Sigmund Freud constaterait tout comme nous l’incroyable emprise « des univers oniriques * » des jeux vidéo sur les jeunes cerveaux. Les enfants sont fascinés et en redemandent tellement que la certitude de profits colossaux exacerbe l’imagination des adultes concepteurs. On voit ainsi leurs talents faire merveille pour parvenir à transformer nos paisibles bambins en patients (sic) pour le plus grand bonheur de modernes psychanalystes eux-mêmes » accros » aux jeux vidéo.
Les symptômes sont là. Fatigués, abrutis, grognons, opposants ou agressifs, les enfants ne réussissent plus à travailler à l’école, du coup ils se réfugient encore plus dans le virtuel. Bref, la société marchande les dote d’un véritable handicap socioculturel pour leur évolution et leur réussite scolaire. Qu’à cela ne tienne, la science (ou magie ?) psychanalytique partant du postulat que » l’inconscient dans notre société est devenu très visuel « , invente le soin par le jeu vidéo. D’où l’étrange raisonnement qui consiste à nous faire croire que d’imposer à l’enfant toujours plus de sollicitations audio-visuelles lui » permet de projeter à l’extérieur des choses qui sont difficiles à dire. »
Finis le calme, les dessins, les jeux, les jouets, place à l’écran géant et aux bruits.
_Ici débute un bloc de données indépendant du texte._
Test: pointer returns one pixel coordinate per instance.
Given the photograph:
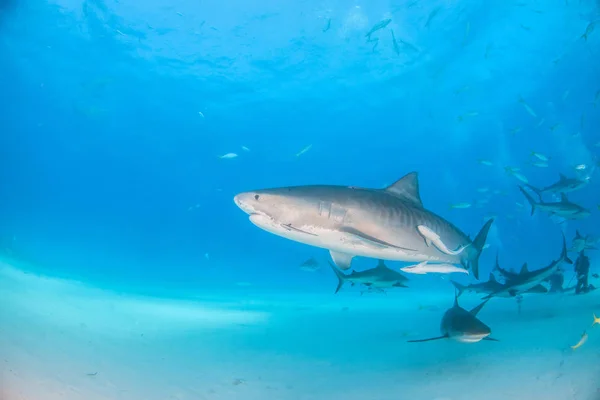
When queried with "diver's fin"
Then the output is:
(427, 340)
(340, 275)
(365, 238)
(407, 188)
(342, 260)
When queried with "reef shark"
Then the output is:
(388, 224)
(462, 325)
(379, 277)
(526, 280)
(581, 243)
(493, 286)
(564, 208)
(563, 185)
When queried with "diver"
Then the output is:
(582, 270)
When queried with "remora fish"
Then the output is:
(564, 208)
(424, 268)
(493, 286)
(564, 185)
(526, 280)
(379, 277)
(462, 325)
(351, 221)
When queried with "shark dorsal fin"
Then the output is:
(407, 188)
(524, 269)
(476, 310)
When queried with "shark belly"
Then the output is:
(348, 241)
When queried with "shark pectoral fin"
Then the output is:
(428, 340)
(289, 227)
(342, 260)
(370, 240)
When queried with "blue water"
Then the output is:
(114, 116)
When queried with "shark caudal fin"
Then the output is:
(478, 244)
(340, 275)
(530, 199)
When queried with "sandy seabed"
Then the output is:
(62, 339)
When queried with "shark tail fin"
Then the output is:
(459, 288)
(563, 255)
(340, 275)
(530, 199)
(478, 244)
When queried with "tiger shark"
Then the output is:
(388, 224)
(462, 325)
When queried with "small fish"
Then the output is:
(462, 89)
(378, 26)
(540, 156)
(581, 341)
(461, 205)
(527, 107)
(304, 150)
(520, 177)
(588, 30)
(432, 15)
(554, 127)
(469, 114)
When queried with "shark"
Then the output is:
(388, 224)
(493, 286)
(564, 208)
(526, 280)
(462, 326)
(380, 277)
(563, 185)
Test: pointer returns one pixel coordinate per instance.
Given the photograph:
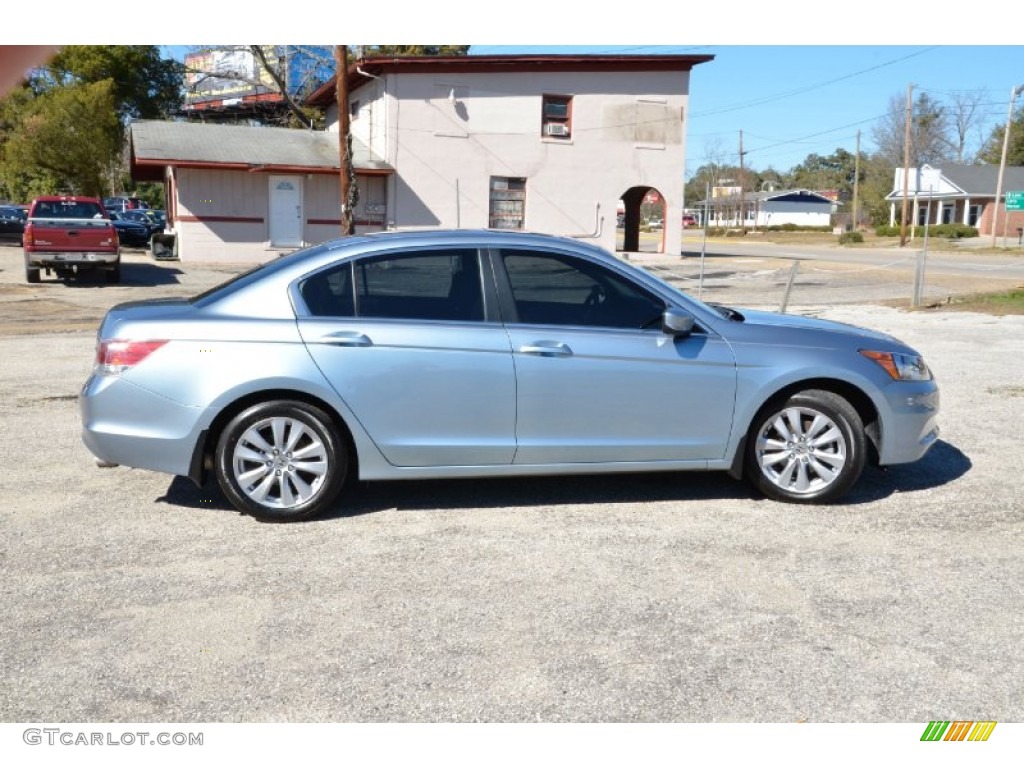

Plus besoin d’avoir ses propres rêves, l’enfant vit et agit dans les cauchemars virtuels des adultes grâce à « toutes les consoles de jeux disponibles sur le marché « . Il accumule sans fin des images et des sons, refait mécaniquement toujours les mêmes gestes. Ce soin par le jeu video ne serait-il pas un acharnement virtuel lui aussi, vers une véritable dépendance ?
Avec l’illusion érigée en théorie que ces jeux vidéo-là correspondraient justement à l’univers émotionnel de cet enfant-là et lui serviraient d’exutoire. Avec l’illusion que toujours plus d’images animées excessivement lumineuses et sonores, induisant une incroyable surexcitation, permettraient à l’enfant de se retrouver lui-même, dans sa propre vie et en sécurité affective, avec ses propres sensations et ses vrais sentiments.
En effet, il faut bien se poser la question : comment un enfant déjà fragilisé, réussira-t-il à se guérir aussi de l’emprise du virtuel, à échapper à sa tyrannie, pour que sa vie réelle toute simple en famille, à l’école, lui apparaisse à nouveau comme une belle aventure, sa belle aventure ?
* citations de Michael Stora, psychanalyste, extraites de l’article de Séverine Fiévet : Le virtuel pour soigner les enfants en difficulté Le Monde 05.03.2008
cf ma note L’exploit : dix jours sans télé ni jeux vidéo du 24 mai 2008
Concernant les 12-25 ans voir Dans la spirale des jeux vidéo (documentaire d’Heide Breitel rediffusé sur Arte le 20.06.2008).